La lecture de la Bible est ainsi une rencontre de l’intelligence de l’homme avec l’intelligence de Dieu qui l’éclaire, l’oriente, l’embrase de son amour. La lecture de la Bible est étroitement liée à l’événement liturgique. Tous les jours de l’année l’Église reprend les grands fondements dogmatiques de la foi “ orthodoxe ”, elle les chante, les savoure, les assimile dans son cœur profond. La liturgie, toujours fondée sur l’Écriture, est un guide sûr permettant aux fidèles de discerner les repères de leur foi et de ne pas dévier. En s’appuyant sur le texte de la Bible, nous le savons, on peut tout dire et son contraire. Des fanatiques de tous bords en ont fait usage pour bâtir leurs utopies. Grande pédagogue, la liturgie fait usage de la répétition, martelée sur tous les tons, diversement renouvelée, pour faire ressortir les vérités dogmatiques, ces garde-fous indispensables à l’esprit humain qui a toujours tendance à affirmer sa propre volonté, son autonomie. Ce point doit être soigneusement pris en considération dans la lecture en groupe. 

Il ne s’agit pas d’anesthésier le groupe ni d’étouffer sa liberté de manœuvre, car doivent s’instaurer au contraire une pluralité de points de vue dans un esprit de liberté à l’intérieur des limites tracées par les décrets des conciles œcuméniques et approuvées par l’Église universelle. Ainsi, d’après une enquête récente, environ quarante pour cent des baptisés ne croient pas en la Résurrection ; des livres, parfois sous la plume d’auteurs croyants, ou des films, remettent en cause la mariologie ; d’autres publications sur les supposées relations charnelles entre le Christ et Marie-Madeleine signent la perte du sens du mystique, du sacré. Au lieu d’élever l’homme vers Dieu on abaisse Dieu au niveau de l’homme, et même, car telle est la tendance moderne, au niveau de ses instincts élémentaires. Le climat liturgique met un arrêt à ces débordements. La chose n’est pas nouvelle, depuis l’hérésie d’Arius au ive siècle, pour qui le Christ n’était qu’un homme, ces déviations ont toujours tenté de se frayer un chemin pour faire obstacle à la pureté du message.

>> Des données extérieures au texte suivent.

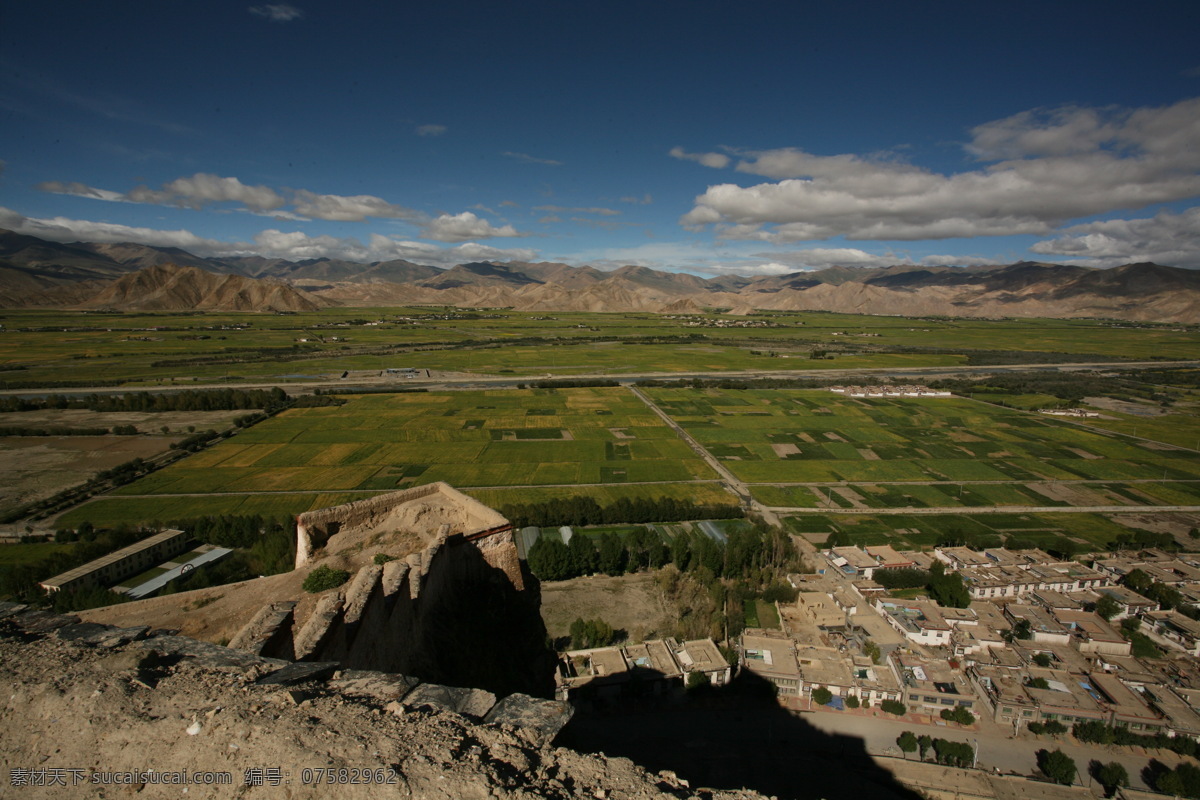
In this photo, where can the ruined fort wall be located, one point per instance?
(426, 511)
(459, 612)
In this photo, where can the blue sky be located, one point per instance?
(703, 137)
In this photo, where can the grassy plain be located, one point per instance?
(797, 437)
(378, 443)
(924, 531)
(153, 349)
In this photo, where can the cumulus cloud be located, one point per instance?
(203, 188)
(1048, 167)
(270, 242)
(279, 12)
(819, 258)
(357, 208)
(564, 209)
(76, 188)
(714, 160)
(279, 244)
(463, 227)
(1168, 238)
(531, 160)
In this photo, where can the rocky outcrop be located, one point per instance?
(166, 707)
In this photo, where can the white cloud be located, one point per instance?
(279, 12)
(381, 248)
(463, 227)
(564, 209)
(714, 160)
(270, 242)
(203, 188)
(531, 160)
(76, 188)
(1170, 239)
(357, 208)
(1057, 166)
(819, 258)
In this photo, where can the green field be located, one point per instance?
(796, 437)
(466, 438)
(923, 531)
(181, 348)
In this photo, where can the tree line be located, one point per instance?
(581, 510)
(192, 400)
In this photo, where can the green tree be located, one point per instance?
(907, 743)
(1111, 776)
(1107, 607)
(1056, 765)
(324, 578)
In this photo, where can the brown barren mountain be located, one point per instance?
(187, 288)
(40, 274)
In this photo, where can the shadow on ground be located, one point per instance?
(733, 738)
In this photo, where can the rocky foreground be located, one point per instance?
(90, 710)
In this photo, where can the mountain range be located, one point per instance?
(35, 272)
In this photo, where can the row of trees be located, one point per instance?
(581, 510)
(592, 633)
(192, 400)
(951, 753)
(744, 555)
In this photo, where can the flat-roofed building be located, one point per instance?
(853, 561)
(1091, 633)
(1127, 708)
(651, 667)
(1068, 699)
(919, 559)
(917, 620)
(1005, 692)
(888, 558)
(1129, 602)
(703, 656)
(1043, 626)
(958, 558)
(930, 686)
(1175, 627)
(771, 655)
(821, 609)
(1055, 601)
(823, 667)
(112, 569)
(1180, 716)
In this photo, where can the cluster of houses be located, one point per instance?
(1030, 648)
(647, 668)
(889, 391)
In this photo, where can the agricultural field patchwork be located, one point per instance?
(382, 443)
(798, 437)
(1089, 530)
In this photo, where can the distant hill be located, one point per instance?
(36, 272)
(187, 288)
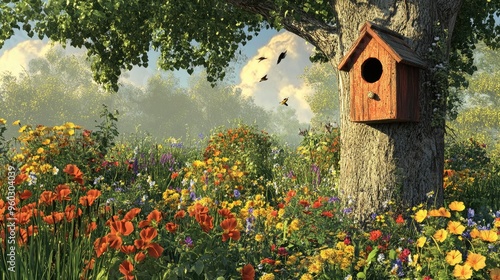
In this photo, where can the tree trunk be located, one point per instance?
(400, 162)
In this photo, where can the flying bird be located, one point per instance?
(281, 57)
(284, 101)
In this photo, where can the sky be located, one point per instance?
(283, 79)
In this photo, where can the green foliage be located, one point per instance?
(469, 154)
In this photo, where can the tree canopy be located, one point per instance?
(191, 33)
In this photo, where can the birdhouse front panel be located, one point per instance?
(372, 82)
(384, 76)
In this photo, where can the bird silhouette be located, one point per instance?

Donc la lecture en groupe doit toujours être reliée à l’expression liturgique de la foi de l’Église. À la limite un fidèle n’ouvre la Bible qu’à l’intérieur de l’Église, soit dans la liturgie, soit dans un groupe, soit seul. En réalité il n’est jamais seul car il lit en tant que membre du Corps du Christ, lequel est toujours présent à ses côtés, comme il l’était auprès des pèlerins d’Emmaüs qui se demandaient : “ Notre cœur ne brûlait-il pas au-dedans de nous, lorsqu’il nous parlait en chemin et nous expliquait les Écritures ? ”


© Michel Evdokimov, recteur de la paroisse orthodoxe de Chatenay-Malabry (92), SBEV, Bulletin Information Biblique n° 67 (décembre 2006), p, 19.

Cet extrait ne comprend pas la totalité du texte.